Azure CLI is available for multiple platforms. If you don't see an option below that works for you, check the docs.

Windows

Download and run the MSI installer package.

Mac

Use Homebrew. From Terminal, run the following:

rc-cola$ brew update
brew install azure-cli

Linux

Read the docs

Verify install

Once you've successfully installed Azure CLI, open up your terminal and login to Azure with it

rc-cola$ az login

You should be prompted to log in from your system's default browser.

rc-cola$ az login
To sign in, use a web browser to open the page https://aka.ms/devicelogin and enter the code 'YOUR_CODE' to authenticate.

Congrats! We're on our way.

Create and connect to your cluster

Once you've installed Azure CLI, open up a terminal window and create a resource group and the Azure region to create it in.

rc-cola$ az group create --name rcAnswerAlsCluster --location westus2

(If you don't know which region to use or its shortname, get a list of them with this command (note the whizzy use of the '--output table' option to make the output more readable.)

rc-cola$ az account list-locations --output table

After the resource group is created, create a Kubernetes cluster within it.

rc-cola$ az acs create --orchestrator-type kubernetes --resource-group rcAnswerAlsCluster --name rcAlsK8s --generate-ssh-keys

Install kubectl

To manage our Kubernetes cluster, we need to install kubectrl.

Windows

On Windows you can use the Chocolatey package manager:

$ choco install kubernetes-cli

Mac

Use Homebrew. From Terminal, run the following:

rc-cola$ brew install kubectl

Linux

kubectl is available as a snap application. If you are on Ubuntu or one of other Linux distributions that support snap package manager, you can install with:

rc-cola$ sudo snap install kubectl --classic

Verify your install

rc-cola$ kubectl version

Access your k8s cluster

Now that you've got kubectl installed, let's get some info about the cluster we just created.

First, set up your local environment in the context of your newly-created cluster. Run this command in your Terminal.

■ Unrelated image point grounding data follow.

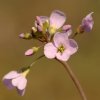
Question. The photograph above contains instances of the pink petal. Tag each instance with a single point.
(21, 35)
(57, 19)
(19, 82)
(63, 56)
(67, 29)
(29, 52)
(22, 84)
(50, 50)
(11, 75)
(60, 39)
(87, 22)
(73, 47)
(21, 92)
(41, 19)
(8, 83)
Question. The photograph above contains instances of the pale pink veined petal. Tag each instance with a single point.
(12, 74)
(57, 19)
(60, 39)
(73, 47)
(87, 22)
(63, 56)
(29, 52)
(67, 29)
(8, 83)
(21, 92)
(50, 50)
(20, 82)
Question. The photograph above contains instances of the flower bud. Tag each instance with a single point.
(25, 36)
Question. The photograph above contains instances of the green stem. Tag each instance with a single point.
(74, 79)
(36, 60)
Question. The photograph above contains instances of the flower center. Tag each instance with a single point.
(25, 72)
(52, 30)
(61, 49)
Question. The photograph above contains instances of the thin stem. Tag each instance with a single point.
(74, 78)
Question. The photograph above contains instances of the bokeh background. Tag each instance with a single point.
(48, 80)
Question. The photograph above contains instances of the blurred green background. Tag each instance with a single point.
(48, 80)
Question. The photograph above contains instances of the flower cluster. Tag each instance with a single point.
(58, 42)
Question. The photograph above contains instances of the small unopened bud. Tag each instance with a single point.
(31, 51)
(25, 36)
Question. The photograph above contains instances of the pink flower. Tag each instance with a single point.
(61, 48)
(17, 80)
(31, 51)
(40, 20)
(56, 21)
(87, 23)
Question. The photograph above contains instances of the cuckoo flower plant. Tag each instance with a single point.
(61, 47)
(87, 23)
(16, 80)
(57, 41)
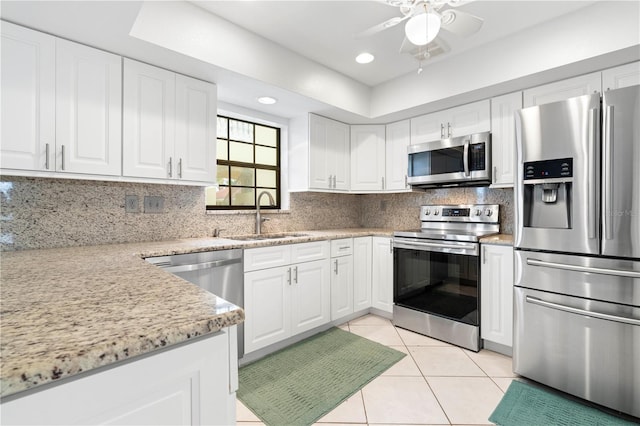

az acs kubernetes get-credentials --resource-group=rcAnswerAlsCluster --name=rcAlsK8s
Merged "rcalsk8s-rcansweralsclust-7904d7mgmt" as current context in /Users/rc/.kube/config

Get node info from the kubectl CLI

We've created our cluster and set our local context. Now let's get some details about what we've created. Run this command in your Terminal

rc-cola$ kubectl get nodes
NAME                        STATUS    ROLES     AGE       VERSION
k8s-agent0-12790836-0   Ready     agent     2h        v1.7.9
k8s-agent0-12790836-1   Ready     agent     2h        v1.7.9
k8s-agent0-12790836-2   Ready     agent     2h        v1.7.9
k8s-master-12790836-0       Ready     master    2h        v1.7.9

Remember those dudes. We're going to need to create accounts and ssh into all of them (and into the agent nodes through the master) to do stuff like mount NFS volumes and whatnot, so keep them handy :).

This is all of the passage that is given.